Impact of Other Drugs on Amlodipine
- Co-administration with CYP3A inhibitors (moderate and strong) results in increased systemic exposure to amlodipine and may require dose reduction. Monitor for symptoms of hypotension and edema when amlodipine is co-administered with CYP3A inhibitors to determine the need for dose adjustment.
- Blood pressure should be closely monitored when amlodipine is co-administered with CYP3A inducers.

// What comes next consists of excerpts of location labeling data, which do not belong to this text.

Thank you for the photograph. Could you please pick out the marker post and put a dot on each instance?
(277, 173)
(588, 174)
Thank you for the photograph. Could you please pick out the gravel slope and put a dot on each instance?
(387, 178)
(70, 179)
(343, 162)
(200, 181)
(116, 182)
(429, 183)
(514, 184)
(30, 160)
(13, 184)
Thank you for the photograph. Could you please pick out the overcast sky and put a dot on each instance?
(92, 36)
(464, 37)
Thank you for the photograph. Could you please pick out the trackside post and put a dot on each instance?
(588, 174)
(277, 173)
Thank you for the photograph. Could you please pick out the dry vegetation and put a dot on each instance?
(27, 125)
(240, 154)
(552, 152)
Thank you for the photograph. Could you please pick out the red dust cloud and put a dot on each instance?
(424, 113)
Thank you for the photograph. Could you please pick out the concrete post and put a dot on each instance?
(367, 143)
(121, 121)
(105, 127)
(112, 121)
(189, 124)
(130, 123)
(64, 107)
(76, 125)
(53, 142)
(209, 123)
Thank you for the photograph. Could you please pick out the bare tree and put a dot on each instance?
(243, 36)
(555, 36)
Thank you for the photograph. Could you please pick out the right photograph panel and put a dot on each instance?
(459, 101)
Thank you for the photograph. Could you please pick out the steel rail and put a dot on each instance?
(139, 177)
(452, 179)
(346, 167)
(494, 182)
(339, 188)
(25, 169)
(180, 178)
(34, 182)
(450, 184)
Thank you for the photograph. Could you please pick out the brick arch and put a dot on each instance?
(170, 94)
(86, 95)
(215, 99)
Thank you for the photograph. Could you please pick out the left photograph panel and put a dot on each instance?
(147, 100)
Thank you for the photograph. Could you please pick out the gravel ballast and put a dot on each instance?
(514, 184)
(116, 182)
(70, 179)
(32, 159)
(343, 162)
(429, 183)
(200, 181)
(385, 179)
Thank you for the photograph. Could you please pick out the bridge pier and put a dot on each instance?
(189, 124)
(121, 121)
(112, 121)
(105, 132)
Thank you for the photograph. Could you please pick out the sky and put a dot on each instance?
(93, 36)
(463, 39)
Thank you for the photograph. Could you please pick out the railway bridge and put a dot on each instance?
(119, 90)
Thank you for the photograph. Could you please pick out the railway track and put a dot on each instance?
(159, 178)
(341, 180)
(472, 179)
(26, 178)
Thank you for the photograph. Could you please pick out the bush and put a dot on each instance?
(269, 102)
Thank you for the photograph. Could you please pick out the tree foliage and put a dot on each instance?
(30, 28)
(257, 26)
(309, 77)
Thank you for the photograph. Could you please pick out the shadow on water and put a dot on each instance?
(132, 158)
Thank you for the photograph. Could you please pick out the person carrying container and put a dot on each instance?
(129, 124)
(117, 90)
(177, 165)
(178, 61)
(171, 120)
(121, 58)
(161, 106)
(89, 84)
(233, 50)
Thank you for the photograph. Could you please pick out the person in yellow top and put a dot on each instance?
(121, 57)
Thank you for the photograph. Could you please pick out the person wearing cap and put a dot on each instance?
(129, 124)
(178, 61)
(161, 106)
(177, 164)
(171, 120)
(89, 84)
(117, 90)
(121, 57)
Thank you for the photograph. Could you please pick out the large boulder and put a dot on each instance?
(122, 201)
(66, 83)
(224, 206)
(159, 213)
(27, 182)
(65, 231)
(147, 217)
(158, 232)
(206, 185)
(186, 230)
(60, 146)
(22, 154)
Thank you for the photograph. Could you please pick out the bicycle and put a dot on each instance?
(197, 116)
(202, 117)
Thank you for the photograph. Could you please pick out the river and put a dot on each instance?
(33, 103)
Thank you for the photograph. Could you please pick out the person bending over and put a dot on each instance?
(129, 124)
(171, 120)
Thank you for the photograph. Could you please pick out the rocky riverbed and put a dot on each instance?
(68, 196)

Important Limitations in Specific Populations:
- The effective antihypertensive oral dose in pediatric patients ages 6 to 17 years is 2.5 mg to 5 mg once daily. Doses in excess of 5 mg daily have not been studied in pediatric patients.
- The effect of amlodipine in patients less than 6 years of age is not known.
- In general, dose selection for elderly patients should be cautious, usually starting with a lower initial dose.
- A lower initial dose may be required for patients with hepatic insufficiency.
- Limited data on post-marketing use of amlodipine in pregnant women are not sufficient to inform a drug-associated risk for major birth defects or miscarriages. There are risks to the mother and fetus associated with poorly controlled hypertension during pregnancy. See full Prescribing Information.
- Limited available data from a published clinical lactation study reports that amlodipine is present in human milk. No adverse effects of amlodipine on the breastfed infant have been observed.
SHAKE BEFORE USING.
Refrigerate at 2°C to 8°C/36°F to 46°F. Avoid freezing and excessive heat. Protect from light.
Please see full Prescribing Information for complete information.
To report SUSPECTED ADVERSE REACTIONS, contact Azurity Pharmaceuticals at 1-855-379-0383, or FDA at 1-800-FDA-1088 or www.fda.gov/MedWatch.
Keep this and all medications out of the reach of children.